- O ex-presidente dos Estados Unidos, Donald Trump, divulgou na Truth Social um vídeo gerado por inteligência artificial em que ele aparece como médico diagnosticando celebridades críticas a ele com uma síndrome fictícia chamada “Trumpitis”.
- A montagem o mostra com jaleco e estetoscópio, indicando que as celebridades teriam aversão ao ex-presidente e obsessão pela derrota dele.

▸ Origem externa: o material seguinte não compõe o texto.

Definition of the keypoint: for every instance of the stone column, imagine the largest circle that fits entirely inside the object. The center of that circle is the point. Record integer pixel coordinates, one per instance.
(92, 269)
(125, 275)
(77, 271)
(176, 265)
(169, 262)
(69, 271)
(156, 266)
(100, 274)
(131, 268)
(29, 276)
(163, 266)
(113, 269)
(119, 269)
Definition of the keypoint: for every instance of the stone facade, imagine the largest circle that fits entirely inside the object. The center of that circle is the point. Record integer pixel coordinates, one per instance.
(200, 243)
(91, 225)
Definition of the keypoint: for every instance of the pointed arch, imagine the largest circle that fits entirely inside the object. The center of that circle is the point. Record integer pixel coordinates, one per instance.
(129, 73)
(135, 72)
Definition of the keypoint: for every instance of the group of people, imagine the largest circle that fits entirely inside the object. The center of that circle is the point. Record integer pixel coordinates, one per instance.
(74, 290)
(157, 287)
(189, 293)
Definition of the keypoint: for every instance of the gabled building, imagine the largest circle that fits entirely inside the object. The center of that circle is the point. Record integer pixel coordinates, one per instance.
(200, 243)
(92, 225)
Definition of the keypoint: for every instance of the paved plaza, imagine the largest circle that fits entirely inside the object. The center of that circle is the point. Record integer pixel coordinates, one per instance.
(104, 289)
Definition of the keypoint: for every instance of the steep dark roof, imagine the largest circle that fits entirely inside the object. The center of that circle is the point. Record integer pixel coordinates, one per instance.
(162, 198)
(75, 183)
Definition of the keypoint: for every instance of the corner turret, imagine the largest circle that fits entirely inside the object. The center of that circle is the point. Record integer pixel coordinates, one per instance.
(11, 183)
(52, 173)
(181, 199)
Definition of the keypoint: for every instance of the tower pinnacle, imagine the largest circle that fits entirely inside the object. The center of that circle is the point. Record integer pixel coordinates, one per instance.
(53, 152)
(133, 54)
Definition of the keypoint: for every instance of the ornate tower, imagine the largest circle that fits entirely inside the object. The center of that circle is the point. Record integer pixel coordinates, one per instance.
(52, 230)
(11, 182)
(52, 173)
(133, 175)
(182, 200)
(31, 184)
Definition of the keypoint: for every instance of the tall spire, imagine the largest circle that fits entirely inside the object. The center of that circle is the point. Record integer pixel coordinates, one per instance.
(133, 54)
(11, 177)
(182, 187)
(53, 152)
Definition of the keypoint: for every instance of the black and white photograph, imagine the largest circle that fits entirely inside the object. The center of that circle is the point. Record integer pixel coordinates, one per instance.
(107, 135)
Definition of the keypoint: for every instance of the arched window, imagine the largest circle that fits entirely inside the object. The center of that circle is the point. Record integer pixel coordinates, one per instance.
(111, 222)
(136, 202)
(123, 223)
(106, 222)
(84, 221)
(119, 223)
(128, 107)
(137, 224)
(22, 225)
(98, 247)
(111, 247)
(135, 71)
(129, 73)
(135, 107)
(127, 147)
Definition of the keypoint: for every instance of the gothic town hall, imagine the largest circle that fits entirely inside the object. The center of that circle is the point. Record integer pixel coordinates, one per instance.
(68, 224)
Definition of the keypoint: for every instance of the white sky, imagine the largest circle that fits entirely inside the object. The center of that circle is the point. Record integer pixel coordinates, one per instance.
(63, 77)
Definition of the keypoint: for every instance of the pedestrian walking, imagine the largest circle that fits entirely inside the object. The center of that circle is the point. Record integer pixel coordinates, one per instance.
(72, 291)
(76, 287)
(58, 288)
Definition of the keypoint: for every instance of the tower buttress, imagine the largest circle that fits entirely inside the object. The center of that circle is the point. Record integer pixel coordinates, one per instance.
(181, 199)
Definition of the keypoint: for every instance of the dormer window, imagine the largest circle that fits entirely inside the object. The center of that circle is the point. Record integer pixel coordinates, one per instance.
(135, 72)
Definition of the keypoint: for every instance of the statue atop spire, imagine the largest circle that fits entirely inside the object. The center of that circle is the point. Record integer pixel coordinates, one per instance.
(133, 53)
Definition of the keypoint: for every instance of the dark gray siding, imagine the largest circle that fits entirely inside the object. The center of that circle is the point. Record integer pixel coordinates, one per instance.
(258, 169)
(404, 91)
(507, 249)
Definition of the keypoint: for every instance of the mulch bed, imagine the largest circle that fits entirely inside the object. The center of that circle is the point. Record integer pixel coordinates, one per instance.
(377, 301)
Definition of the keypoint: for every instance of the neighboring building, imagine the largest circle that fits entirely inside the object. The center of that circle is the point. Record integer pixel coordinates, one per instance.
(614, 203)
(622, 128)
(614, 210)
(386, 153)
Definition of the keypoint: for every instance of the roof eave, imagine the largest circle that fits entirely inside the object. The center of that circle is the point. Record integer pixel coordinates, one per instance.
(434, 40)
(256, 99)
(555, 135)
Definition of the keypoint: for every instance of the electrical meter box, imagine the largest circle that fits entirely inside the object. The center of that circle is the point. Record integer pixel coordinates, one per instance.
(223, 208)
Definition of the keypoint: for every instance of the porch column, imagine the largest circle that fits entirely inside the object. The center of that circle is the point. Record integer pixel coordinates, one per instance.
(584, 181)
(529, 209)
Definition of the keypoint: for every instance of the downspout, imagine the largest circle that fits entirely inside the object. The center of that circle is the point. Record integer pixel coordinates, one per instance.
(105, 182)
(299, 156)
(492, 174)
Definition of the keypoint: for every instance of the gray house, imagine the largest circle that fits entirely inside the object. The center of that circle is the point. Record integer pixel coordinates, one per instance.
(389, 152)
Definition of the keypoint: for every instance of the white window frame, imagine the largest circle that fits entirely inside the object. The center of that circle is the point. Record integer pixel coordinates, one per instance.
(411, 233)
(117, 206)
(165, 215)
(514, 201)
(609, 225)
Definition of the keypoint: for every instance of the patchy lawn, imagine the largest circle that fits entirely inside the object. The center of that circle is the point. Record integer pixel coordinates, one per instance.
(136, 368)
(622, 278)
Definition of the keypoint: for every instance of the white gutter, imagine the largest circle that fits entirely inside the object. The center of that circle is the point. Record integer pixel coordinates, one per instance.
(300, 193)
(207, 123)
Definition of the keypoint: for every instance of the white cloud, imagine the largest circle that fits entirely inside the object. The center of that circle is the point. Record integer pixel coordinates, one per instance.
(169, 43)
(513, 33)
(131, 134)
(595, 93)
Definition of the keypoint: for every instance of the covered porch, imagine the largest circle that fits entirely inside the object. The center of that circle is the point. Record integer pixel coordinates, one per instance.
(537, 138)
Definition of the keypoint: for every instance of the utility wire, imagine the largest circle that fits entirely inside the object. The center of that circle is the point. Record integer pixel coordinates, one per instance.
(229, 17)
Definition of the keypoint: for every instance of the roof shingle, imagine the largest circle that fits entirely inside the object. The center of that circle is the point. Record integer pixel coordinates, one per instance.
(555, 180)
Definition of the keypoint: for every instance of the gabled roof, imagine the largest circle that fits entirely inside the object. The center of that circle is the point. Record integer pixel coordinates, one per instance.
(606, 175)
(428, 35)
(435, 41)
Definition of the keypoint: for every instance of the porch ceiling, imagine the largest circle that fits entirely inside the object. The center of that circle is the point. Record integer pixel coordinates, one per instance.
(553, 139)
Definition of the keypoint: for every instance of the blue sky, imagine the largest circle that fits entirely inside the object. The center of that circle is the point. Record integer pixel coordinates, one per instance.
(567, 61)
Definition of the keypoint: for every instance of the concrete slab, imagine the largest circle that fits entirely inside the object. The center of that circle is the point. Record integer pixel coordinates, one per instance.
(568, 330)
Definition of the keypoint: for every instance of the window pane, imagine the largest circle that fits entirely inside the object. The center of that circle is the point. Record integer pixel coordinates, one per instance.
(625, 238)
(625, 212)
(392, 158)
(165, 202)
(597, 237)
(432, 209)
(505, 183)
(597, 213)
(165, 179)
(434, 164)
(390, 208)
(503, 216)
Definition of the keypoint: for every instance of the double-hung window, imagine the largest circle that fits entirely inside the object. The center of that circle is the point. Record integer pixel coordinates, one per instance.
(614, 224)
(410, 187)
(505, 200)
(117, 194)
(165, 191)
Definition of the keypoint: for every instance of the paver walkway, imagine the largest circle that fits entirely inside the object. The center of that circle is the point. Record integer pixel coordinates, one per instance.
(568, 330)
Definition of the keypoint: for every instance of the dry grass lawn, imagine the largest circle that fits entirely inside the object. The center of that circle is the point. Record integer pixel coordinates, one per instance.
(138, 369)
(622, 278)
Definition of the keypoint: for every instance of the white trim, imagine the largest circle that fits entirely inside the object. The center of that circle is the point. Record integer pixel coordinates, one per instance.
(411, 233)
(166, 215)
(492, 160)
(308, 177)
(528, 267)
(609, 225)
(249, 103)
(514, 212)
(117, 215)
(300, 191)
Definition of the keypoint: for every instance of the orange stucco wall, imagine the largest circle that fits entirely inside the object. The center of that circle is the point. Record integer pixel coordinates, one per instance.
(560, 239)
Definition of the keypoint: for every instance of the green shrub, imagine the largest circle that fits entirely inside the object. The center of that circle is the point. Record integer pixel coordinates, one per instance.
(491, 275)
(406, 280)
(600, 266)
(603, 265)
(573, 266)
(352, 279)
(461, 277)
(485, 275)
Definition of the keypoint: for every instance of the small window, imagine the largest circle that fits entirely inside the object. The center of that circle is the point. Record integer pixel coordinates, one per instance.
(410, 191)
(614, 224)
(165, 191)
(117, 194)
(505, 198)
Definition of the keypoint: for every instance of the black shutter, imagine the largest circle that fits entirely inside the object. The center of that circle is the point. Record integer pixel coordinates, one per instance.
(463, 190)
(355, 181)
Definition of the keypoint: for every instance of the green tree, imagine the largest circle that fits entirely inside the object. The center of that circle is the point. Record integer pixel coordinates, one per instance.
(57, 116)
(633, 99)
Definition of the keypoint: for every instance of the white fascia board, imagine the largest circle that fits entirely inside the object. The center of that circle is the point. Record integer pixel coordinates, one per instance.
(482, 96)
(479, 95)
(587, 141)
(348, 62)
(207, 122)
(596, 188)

- A peça usa vozes e rostos de atores de Hollywood sem autorização, o que pode caracterizar violação de direitos e uso indevido de imagem.
- O conteúdo foi removido de algumas plataformas por violar políticas de IA, mas ainda circula em grupos de WhatsApp e outras redes.
- Especialistas em ética digital e debates sobre moderação, transparência e responsabilidade das plataformas foram levantados em relação aos riscos de conteúdos falsos na era da IA.
Donald Trump publicou um vídeo gerado por inteligência artificial em que aparece como médico diagnosticando celebridades críticas a ele com uma síndrome fictícia. A montagem foi divulgada na Truth Social, rede social comandada pelo ex-presidente, mantendo o tom irônico da publicação.
No clipe, Trump veste jaleco, segura um estetoscópio e afirma diagnosticar artistas que já defenderam opositores ou criticaram sua gestão. A alegação central fala de uma tal síndrome intitulada Trumpitis, apresentada como levando à aversão ao ex-presidente e à obsessão pela derrota dele.
A montagem foi criada com IA que utiliza vozes e rostos de artistas de Hollywood sem autorização, segundo as informações. Especialistas em direitos autorais apontam riscos de uso indevido de imagem e possíveis processos judiciais.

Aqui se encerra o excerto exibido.